Tech disruption looms in healthcare business

sophia

‘Sophia’ an artificially intelligent human-like robot developed by Hong Kong-based humanoid robotics company. PHOTO | AFP

Helsinki’s Omena Hotel is as strange as they come. Interesting for those who appreciate what technology and novel business operations augur for the future of hospitality and customer service. Does efficiency rank higher to “personal care?”

The hotel offers quite a comfortable abode, albeit a strange one if used to Kenyan hotels — there are no visible concierge, security guards, reception staff nor cleaning staff. Yet everything works. The hotel is super clean and you have to eat elsewhere.

Booking is online, entrance and access are via a time locked security code. Any extra services requested are done digitally — most likely outsourced.

The second firm is an online bookseller. Here, one orders for a book which is then delivered 24 hours later.

The difference is that the book is printed on order, shipping is by client’s selection. The entire outfit could be run by a few people bypassing the conventional book sales, wholesaler bookshop model.

In 2019, my sleepy town of Oloitokitok woke up to the entry of matatus in an erstwhile Probox-dominated rural commute. The new entrants have slashed the fares by half. A two-kilometre ride that previously cost Sh100 is now Sh50, a Sh400 ride is now Sh200.

Across these three business models, the recurrent theme is the emerging reorganisation of business approaches.

They all have two things in common — efficiency and disruption. Will the same happen in the health sector?

While for a long time our industry has been protected from mainstream business trends and operated in inefficient systems, rising costs and patient as well payer demands necessitates a shift in our business operation models.

For one, the emerging theme of business aggregators and the use of technology or artificial intelligence (AI) for optimising business processes is with us.

How long the matatu era lives before taxi-hailing apps Mondo, Uber, Little and Taxify move in to reorganise it, only time can tell.

Specifically for the health industry, three areas of concern are fragmentation, duplicity and redundancy.

In one corner an oversupply exists while in others an undersupply and overpricing are common. What AI and technology bring is the ‘God’ viewpoint.

By knowing both the supply and demand needs and matching them at the same time, it attempts to solve all three problems at the same time.

For the next generation of health entrepreneurs, embracing the role linked and connected technology plays in efficiency is crucial.
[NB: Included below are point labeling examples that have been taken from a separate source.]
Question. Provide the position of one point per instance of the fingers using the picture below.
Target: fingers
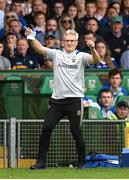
(90, 43)
(27, 30)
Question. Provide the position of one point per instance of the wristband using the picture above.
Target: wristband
(32, 35)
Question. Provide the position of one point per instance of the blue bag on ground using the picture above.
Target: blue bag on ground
(101, 160)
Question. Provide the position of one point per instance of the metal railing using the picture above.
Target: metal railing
(22, 139)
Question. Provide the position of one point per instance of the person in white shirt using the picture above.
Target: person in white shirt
(68, 91)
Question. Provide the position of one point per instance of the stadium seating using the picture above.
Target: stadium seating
(125, 82)
(93, 85)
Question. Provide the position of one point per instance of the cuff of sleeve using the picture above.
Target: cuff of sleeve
(32, 35)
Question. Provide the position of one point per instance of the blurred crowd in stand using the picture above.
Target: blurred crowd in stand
(103, 21)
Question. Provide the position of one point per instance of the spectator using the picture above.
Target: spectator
(89, 35)
(93, 25)
(52, 26)
(9, 15)
(65, 23)
(50, 42)
(4, 62)
(17, 7)
(90, 7)
(116, 39)
(40, 26)
(106, 61)
(101, 9)
(114, 84)
(15, 26)
(124, 60)
(40, 22)
(106, 21)
(117, 6)
(10, 44)
(1, 19)
(81, 8)
(58, 9)
(125, 13)
(89, 102)
(23, 60)
(105, 101)
(3, 5)
(121, 112)
(73, 12)
(66, 97)
(27, 7)
(37, 5)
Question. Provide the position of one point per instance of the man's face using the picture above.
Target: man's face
(115, 81)
(11, 39)
(15, 26)
(51, 25)
(69, 43)
(92, 25)
(17, 7)
(117, 27)
(1, 48)
(88, 37)
(2, 4)
(90, 9)
(122, 112)
(106, 99)
(58, 9)
(22, 47)
(50, 42)
(38, 5)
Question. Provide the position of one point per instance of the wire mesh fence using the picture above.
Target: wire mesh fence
(3, 143)
(100, 136)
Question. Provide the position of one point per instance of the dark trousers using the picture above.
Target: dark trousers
(72, 108)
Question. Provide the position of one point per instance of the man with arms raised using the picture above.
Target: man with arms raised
(68, 91)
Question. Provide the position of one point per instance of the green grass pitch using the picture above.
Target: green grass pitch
(65, 173)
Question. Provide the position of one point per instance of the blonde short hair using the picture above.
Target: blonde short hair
(71, 32)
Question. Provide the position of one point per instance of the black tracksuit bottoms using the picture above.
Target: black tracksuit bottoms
(72, 108)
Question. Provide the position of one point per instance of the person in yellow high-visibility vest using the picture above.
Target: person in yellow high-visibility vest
(122, 112)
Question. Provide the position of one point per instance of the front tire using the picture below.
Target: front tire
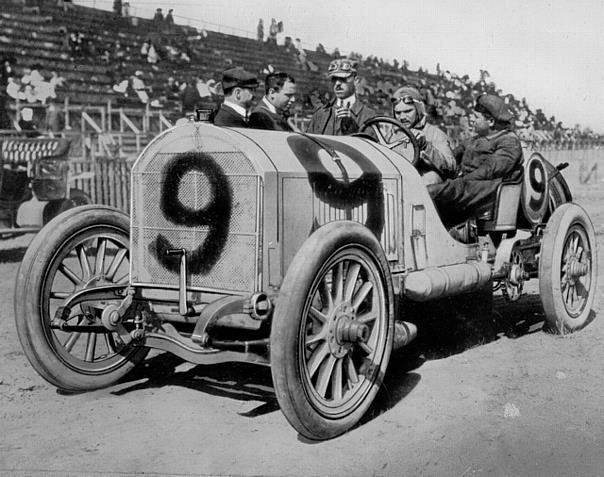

Business process outsourcing could see tech or AI, rationally and intelligently measure skills, apportion labour with patient-doctor- outcomes complexity analytics for better results.

More importantly though is on the economic angle that has been missing. How do you determine the cost of care with Big Data to bring parity among providers and equity to payers?

The future of business analytics and AI is here with us. Let’s embrace it.